Highly Scalable Distributed Architecture for Spatio-Temporal Analytics on Large Scale Camera Networks
In today's world, the proliferation of CCTV camera networks has reached unprecedented levels, with an estimated billion cameras installed globally. These cameras serve a crucial role in ensuring safety and security for individuals, businesses, and governments. However, the sheer volume of video data generated by these cameras poses significant challenges in terms of storage, analysis, and query processing. In response to these challenges, Dr. Suresh Purini and his team at the International Institute of Information Technology (IIIT), Hyderabad, have undertaken a groundbreaking project titled "Highly Scalable Distributed Architecture for Spatio-Temporal Analytics on Large-Scale Camera Networks."
Project Objectives
The primary objectives of this project, led by Dr. Suresh Purini and co-led by Dr. Ravi Kiran Sarvadevabhatla, were as follows:
- Build a distributed infrastructure for video stream ingestion.
- Build and optimize the query processing system.
- Benchmark the system performance on a variety of data sets.

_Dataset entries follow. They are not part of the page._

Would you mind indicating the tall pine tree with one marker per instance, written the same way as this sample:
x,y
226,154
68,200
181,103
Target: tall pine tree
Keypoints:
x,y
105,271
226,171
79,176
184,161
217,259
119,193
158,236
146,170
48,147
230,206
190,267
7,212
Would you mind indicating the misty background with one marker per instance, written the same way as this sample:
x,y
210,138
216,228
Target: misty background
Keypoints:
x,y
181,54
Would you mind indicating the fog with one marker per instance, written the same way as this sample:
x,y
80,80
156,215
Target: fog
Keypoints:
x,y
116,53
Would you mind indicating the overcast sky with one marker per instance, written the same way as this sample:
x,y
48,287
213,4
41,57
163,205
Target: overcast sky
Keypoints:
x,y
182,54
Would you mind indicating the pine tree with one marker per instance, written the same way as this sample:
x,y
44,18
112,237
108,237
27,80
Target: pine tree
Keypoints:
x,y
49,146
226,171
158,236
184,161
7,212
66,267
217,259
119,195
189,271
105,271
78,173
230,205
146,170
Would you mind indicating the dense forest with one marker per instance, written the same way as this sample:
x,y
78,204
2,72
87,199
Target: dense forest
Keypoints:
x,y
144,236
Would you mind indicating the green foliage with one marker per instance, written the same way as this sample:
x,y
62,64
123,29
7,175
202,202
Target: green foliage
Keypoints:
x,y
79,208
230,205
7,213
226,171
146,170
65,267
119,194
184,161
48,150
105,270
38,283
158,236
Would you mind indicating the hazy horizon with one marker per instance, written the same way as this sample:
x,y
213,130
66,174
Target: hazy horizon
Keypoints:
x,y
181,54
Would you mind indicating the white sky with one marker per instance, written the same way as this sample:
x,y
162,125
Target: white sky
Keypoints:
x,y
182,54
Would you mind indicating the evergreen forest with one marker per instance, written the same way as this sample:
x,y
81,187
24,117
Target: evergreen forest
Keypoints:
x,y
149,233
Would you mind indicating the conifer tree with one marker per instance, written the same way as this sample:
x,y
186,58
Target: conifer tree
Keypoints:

- Build the deployment infrastructure and demonstrate the entire project.
Achieving the Objectives
The project successfully achieved all of its stated objectives. The team created a distributed infrastructure capable of handling video streams from a multitude of cameras, developed a powerful query processing system, rigorously tested the system's performance, and finally, created a robust deployment infrastructure to showcase their groundbreaking work.
Contributions to the Field
The significance of this project lies in its ability to address complex spatio-temporal analytics challenges in large-scale camera networks. The key contributions and insights include:
Semantic Scene Analysis (SSA)
The project delves into SSA, a cutting-edge area of research at the intersection of computer vision and natural language processing. SSA involves generating textual descriptions of scenes through object recognition and establishing relationships among recognized objects.
Cloud-Fog Architecture
The team proposes a novel cloud-fog distributed system architecture. In this architecture, deep learning pipelines deployed on fog nodes analyze video streams from connected CCTV cameras, generating textual Scene Description Records (SDRs). These SDRs are transmitted to cloud data centers, reducing network bandwidth and congestion.
Scalability and Extensibility
The architecture allows for easy scalability by adding more fog nodes and mini data centers as needed. It is also highly extensible, accommodating different deep learning models and complex query types.
Real-Time Vehicle Pursuit
As a case study, the project demonstrates a real-time vehicle pursuit algorithm that leverages the system's capabilities to handle multiple spatio-temporal queries and coordinate across multiple data centers.
Experimental Methodology and Artifact Availability
The researchers employed a cluster of five servers functioning as a mini data center. Within this setup, the fog node software was containerized, making it adaptable to any CPU-GPU node. The video sources for the experiment were pre-recorded CCTV camera feeds from the STREETS dataset [14], ensuring real-world relevance. They systematically benchmarked system performance, including accuracy in vehicle tracking. Additionally, they offer artifacts for others to build upon. This framework has great potential for improving video surveillance systems.
Conclusion and Future Scope
The project's success in addressing the challenges of video analytics in large-scale camera networks is a significant achievement. It opens up new possibilities for various domains beyond road camera networks, including surveillance networks in public places like malls and airports.
In the future, the team plans to explore the application of their architecture in different domains, leveraging the power of semantic scene analysis and cloud-fog distributed systems to revolutionize video analytics. The architecture's scalability, extensibility, and efficiency make it a promising solution for addressing the data deluge generated by the ever- expanding network of CCTV cameras worldwide.